Sur le deuxième moyen, tiré de l'irrégularité de la procédure de nomination et de l'existence d'un détournement de pouvoir

- Arguments des parties

60.
    La requérante fait valoir que la procédure de nomination a été irrégulière, M. V. R. ayant été nommé, à compter du 1er juillet 2001, chef de l'unité TAXUD/A/3, alors que le comité de direction de la DG «Fiscalité et union douanière» a pris acte, le 11 juin 2001, de la clôture de la vacance du poste en cause et d'une nouvelle publication de ce poste suivant les nouvelles dispositions mises en place par la Commission pour le pourvoi des postes de grade A 3. Or, il ressortirait de l'article 29, paragraphe 1, du statut que, en vue de pourvoir à une vacance d'emploi, la procédure doit être ouverte.

61.
    La requérante soutient également que la Commission s'est rendue coupable d'un détournement de pouvoir.

62.
    À cet égard, elle allègue que M. F., chef de l'unité C/2 de la DG «Fiscalité et union douanière», a retiré sa candidature au poste litigieux après que celle-ci a été retenue par le CCN.

63.
    La requérante estime, en outre, qu'en raison de la «cascade» de nominations intervenues à la DG «Fiscalité et union douanière» sur une courte période, le but poursuivi dans le cadre de la nomination de M. V. R. était vraisemblablement étranger à l'objectif d'assurer le recrutement du meilleur candidat dans l'intérêt du service. Ainsi, M. P. F., chef de l'unité 01 de cette DG et membre du jury de sélection, aurait été nommé le 1er juin 2001, sans publication de poste, chef de l'unité A/4. Or, M. V. R., chef d'unité adjoint de cette dernière unité, aurait pu postuler à ce poste s'il avait été publié et si une procédure normale avait été suivie. Le 26 juillet 2001, le comité de direction aurait été informé que M. V., assistant de M. Vanden Abeele, serait nommé, à compter du 1er octobre 2001, chef de l'unité 01. Ce poste aurait été vacant à la suite de la nomination de M. P. F. Or, la décision du CCN quant aux candidats à retenir afin de pourvoir au poste de chef de l'unité TAXUD/A/3 aurait été prise après l'audition de M. Vanden Abeele par le CCN.

64.
    La Commission soutient que les comptes rendus de la DG «Fiscalité et union douanière» ont une portée juridique limitée, que les droits procéduraux de la requérante n'ont pas été violés et que le compte rendu de la réunion de direction du 11 juin 2001 serait, à cet égard, trompeur, puisque la clôture de la procédure et la nouvelle publication du poste litigieux ont, lors de cette réunion, seulement été évoquées. Le cabinet de M. Bolkenstein, membre de la Commission, aurait, dans un premier temps, signalé au directeur général de la DG «Fiscalité et union douanière» qu'il estimait que le choix des candidats était trop restreint. Toutefois, à la suite de nouvelles réflexions intervenues entre les réunions du comité de direction du 11 juin et du 1er juillet 2001, la nomination de M. V. R. aurait reçu l'approbation des trois cabinets concernés, à savoir ceux de MM. Prodi, Kinnock et Bolkenstein, membres de la Commission. Dès lors, la procédure en cause aurait été menée à son terme en s'achevant par la nomination de M. V. R.

65.
    Quant aux allégations de la requérante relatives à un détournement de pouvoir, la Commission fait valoir que le désistement de M. F. et le pourvoi de certains postes de la DG «Fiscalité et union douanière» seraient des circonstances indépendantes.
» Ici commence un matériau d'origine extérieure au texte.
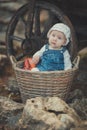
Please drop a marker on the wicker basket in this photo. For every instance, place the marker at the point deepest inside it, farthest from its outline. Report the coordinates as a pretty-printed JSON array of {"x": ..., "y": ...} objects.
[{"x": 52, "y": 83}]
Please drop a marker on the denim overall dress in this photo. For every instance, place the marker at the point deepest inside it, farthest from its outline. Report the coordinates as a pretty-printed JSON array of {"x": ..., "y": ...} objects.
[{"x": 51, "y": 60}]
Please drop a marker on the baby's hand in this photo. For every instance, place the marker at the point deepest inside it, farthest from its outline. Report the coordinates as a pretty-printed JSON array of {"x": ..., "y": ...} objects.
[{"x": 35, "y": 59}]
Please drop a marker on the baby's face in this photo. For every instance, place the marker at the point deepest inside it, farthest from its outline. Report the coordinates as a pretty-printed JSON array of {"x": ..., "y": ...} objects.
[{"x": 56, "y": 39}]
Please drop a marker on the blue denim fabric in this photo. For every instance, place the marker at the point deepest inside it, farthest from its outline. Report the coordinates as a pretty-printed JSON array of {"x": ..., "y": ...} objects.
[{"x": 51, "y": 60}]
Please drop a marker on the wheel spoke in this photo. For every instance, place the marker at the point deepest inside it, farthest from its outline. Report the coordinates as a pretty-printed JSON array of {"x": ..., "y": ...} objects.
[
  {"x": 37, "y": 22},
  {"x": 16, "y": 38}
]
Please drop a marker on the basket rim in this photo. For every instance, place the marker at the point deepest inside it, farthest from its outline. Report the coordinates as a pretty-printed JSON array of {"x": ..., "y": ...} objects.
[
  {"x": 76, "y": 66},
  {"x": 45, "y": 72}
]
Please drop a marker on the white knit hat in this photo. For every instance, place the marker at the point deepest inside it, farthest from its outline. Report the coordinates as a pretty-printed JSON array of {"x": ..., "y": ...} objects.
[{"x": 62, "y": 28}]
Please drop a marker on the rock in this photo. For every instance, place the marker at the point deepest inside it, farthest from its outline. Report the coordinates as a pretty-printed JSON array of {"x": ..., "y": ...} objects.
[
  {"x": 10, "y": 112},
  {"x": 48, "y": 113}
]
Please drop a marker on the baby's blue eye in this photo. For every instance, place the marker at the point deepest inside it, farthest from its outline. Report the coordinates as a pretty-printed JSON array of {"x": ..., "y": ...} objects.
[{"x": 59, "y": 38}]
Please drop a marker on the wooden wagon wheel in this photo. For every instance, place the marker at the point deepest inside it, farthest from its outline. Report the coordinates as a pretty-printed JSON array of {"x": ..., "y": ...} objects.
[{"x": 44, "y": 16}]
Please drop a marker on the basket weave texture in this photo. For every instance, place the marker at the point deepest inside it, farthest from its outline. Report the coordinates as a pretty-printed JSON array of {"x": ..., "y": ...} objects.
[{"x": 52, "y": 83}]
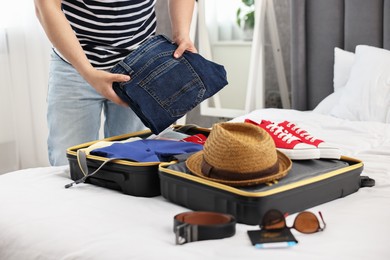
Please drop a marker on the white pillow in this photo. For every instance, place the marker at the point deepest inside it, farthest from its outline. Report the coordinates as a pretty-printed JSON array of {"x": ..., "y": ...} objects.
[
  {"x": 343, "y": 61},
  {"x": 328, "y": 103},
  {"x": 367, "y": 93}
]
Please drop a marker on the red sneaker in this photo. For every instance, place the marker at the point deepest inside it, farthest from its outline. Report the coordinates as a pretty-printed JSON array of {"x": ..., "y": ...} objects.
[
  {"x": 287, "y": 143},
  {"x": 326, "y": 151}
]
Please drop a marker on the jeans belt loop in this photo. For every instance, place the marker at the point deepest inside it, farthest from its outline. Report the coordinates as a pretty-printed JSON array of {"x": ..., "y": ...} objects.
[
  {"x": 126, "y": 67},
  {"x": 186, "y": 233}
]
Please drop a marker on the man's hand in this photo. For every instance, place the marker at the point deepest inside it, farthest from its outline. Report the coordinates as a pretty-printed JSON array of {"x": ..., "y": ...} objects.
[{"x": 184, "y": 44}]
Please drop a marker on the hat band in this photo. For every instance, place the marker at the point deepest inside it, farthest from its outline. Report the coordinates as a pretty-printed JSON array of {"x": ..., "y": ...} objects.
[{"x": 216, "y": 173}]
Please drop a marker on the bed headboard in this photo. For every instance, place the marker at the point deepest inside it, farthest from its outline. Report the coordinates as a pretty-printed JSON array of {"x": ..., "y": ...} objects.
[{"x": 320, "y": 25}]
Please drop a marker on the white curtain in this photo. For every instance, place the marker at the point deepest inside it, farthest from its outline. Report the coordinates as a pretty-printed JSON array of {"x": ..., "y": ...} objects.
[{"x": 24, "y": 63}]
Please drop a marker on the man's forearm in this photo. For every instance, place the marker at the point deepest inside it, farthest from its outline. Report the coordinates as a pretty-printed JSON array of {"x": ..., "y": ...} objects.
[
  {"x": 181, "y": 16},
  {"x": 61, "y": 35}
]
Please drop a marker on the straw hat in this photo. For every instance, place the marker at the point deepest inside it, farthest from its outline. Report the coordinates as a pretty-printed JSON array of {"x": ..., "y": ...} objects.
[{"x": 239, "y": 154}]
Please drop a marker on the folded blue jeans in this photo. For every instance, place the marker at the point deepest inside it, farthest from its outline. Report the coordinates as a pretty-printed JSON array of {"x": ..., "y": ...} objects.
[{"x": 162, "y": 88}]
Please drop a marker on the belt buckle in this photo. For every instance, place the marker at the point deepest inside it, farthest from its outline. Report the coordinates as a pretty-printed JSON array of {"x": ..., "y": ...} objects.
[{"x": 186, "y": 233}]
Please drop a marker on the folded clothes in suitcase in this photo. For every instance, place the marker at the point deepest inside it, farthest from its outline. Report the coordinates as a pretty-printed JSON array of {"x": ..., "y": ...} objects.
[
  {"x": 238, "y": 172},
  {"x": 129, "y": 177}
]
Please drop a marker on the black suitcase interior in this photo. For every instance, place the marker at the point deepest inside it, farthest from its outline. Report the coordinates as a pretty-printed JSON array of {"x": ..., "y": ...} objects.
[
  {"x": 309, "y": 183},
  {"x": 132, "y": 178}
]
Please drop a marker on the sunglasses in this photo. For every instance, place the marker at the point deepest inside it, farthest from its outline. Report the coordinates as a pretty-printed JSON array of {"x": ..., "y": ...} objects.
[{"x": 305, "y": 222}]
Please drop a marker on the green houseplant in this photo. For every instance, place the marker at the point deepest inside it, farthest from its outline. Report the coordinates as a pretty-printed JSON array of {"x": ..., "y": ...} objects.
[{"x": 245, "y": 18}]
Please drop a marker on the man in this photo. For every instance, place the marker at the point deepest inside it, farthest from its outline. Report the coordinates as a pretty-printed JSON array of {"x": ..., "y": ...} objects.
[{"x": 89, "y": 37}]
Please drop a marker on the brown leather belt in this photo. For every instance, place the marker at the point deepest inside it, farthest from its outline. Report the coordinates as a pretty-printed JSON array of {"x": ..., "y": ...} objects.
[{"x": 202, "y": 225}]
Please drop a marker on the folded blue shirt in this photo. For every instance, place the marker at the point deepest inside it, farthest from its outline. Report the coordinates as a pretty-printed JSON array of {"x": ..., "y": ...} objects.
[{"x": 148, "y": 150}]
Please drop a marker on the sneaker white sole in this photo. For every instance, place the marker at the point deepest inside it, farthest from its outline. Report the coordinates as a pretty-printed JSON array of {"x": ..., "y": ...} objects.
[
  {"x": 330, "y": 153},
  {"x": 301, "y": 154}
]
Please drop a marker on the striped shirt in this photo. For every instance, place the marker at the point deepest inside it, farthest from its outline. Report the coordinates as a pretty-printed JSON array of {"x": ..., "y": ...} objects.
[{"x": 108, "y": 30}]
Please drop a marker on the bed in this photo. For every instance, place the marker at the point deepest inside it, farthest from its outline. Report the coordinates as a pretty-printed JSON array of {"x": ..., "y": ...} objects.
[{"x": 40, "y": 219}]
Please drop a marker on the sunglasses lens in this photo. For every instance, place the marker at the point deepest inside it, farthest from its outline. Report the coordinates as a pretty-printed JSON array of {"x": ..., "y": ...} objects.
[
  {"x": 306, "y": 222},
  {"x": 273, "y": 219}
]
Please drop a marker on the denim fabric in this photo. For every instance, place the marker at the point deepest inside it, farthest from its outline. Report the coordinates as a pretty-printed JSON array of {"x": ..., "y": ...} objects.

- Appréciation du Tribunal

66.
    S'agissant de la prétendue clôture de la procédure de nomination en cause, il est effectivement mentionné dans le compte rendu de la réunion de direction du 11 juin 2001 ce qui suit:

«Unité TAXUD/A/3: le comité de direction prend acte de la clôture de l'avis de publication du poste de chef de l'unité TAXUD/A/3. Une nouvelle publication aura lieu, suivant les nouvelles dispositions mises en place par la Commission pour le pourvoi des postes A 3.»

67.
    Il est vrai que cette circonstance est de nature à avoir induit en erreur la requérante quant au déroulement de la procédure de nomination en cause. Il importe toutefois de constater que le troisième considérant de l'acte de nomination de M. V. R. au poste litigieux fait référence à l'avis de vacance COM/224/00, c'est-à-dire à l'avis de vacance en cause. Il peut dès lors en être déduit que la procédure de pourvoi du poste litigieux, engagée par la publication de l'avis de vacance COM/224/00, n'a pas été close et s'est régulièrement achevée par la nomination audit poste de M. V. R.

68.
    En tout état de cause, le caractère erroné du compte rendu de la réunion de direction du 11 juin 2001 n'est pas de nature à avoir affecté les droits de la requérante.

69.
    Il s'ensuit que ce grief doit être rejeté.

70.
    Quant à l'allégation de la requérante tirée de l'existence d'un détournement de pouvoir, il convient de rappeler que la notion de détournement de pouvoir a une portée précise qui se réfère à l'usage de ses pouvoirs par une autorité administrative dans un but autre que celui en vue duquel ils lui ont été conférés. Un acte n'est entaché de détournement de pouvoir que s'il apparaît, sur la base d'indices objectifs, pertinents et concordants, avoir été pris dans le but exclusif, ou à tout le moins déterminant, d'atteindre des fins autres que celles excipées ou d'éluder une procédure spécialement prévue par le statut pour parer aux circonstances de l'espèce (arrêt O'Hannrachain/Parlement, précité, point 46).

71.
    Selon la requérante, deux circonstances établissent que la Commission a poursuivi d'autres fins que celle de nommer le meilleur candidat au poste vacant. D'une part, M. F., chef de l'unité C/2 de la DG «Fiscalité et union douanière», se serait désisté de sa candidature au poste litigieux après que celle-ci a été retenue par le CCN. D'autre part, une «cascade» de nominations à la DG «Fiscalité et union douanière» aurait eu lieu.

72.
    À cet égard, il convient de rappeler que la requérante reste en défaut de prouver que la Commission a commis une erreur manifeste d'appréciation en décidant de nommer M. V. R. au poste litigieux.

73.
    En outre, il ne saurait être considéré que la publication de plusieurs vacances d'emplois au sein de la direction «Affaires générales» de la DG «Fiscalité et union douanière» ait pu être justifiée par la volonté de nommer M. V. R. au poste litigieux.

74.
    En effet, en l'absence d'autres indices concordants, il ne saurait être considéré que l'adoption de ces mesures de nature administrative et que le retrait de la candidature de M. F. ont été liés à la candidature de M. V. R. au poste litigieux et, plus précisément, ont été justifiés par la volonté de l'administration de nommer ce dernier audit poste.

75.
    Il s'ensuit que ce moyen doit être rejeté comme étant non fondé.

76.
    Eu égard à tout ce qui précède, le recours doit être rejeté dans son intégralité.

Sur les dépens

77.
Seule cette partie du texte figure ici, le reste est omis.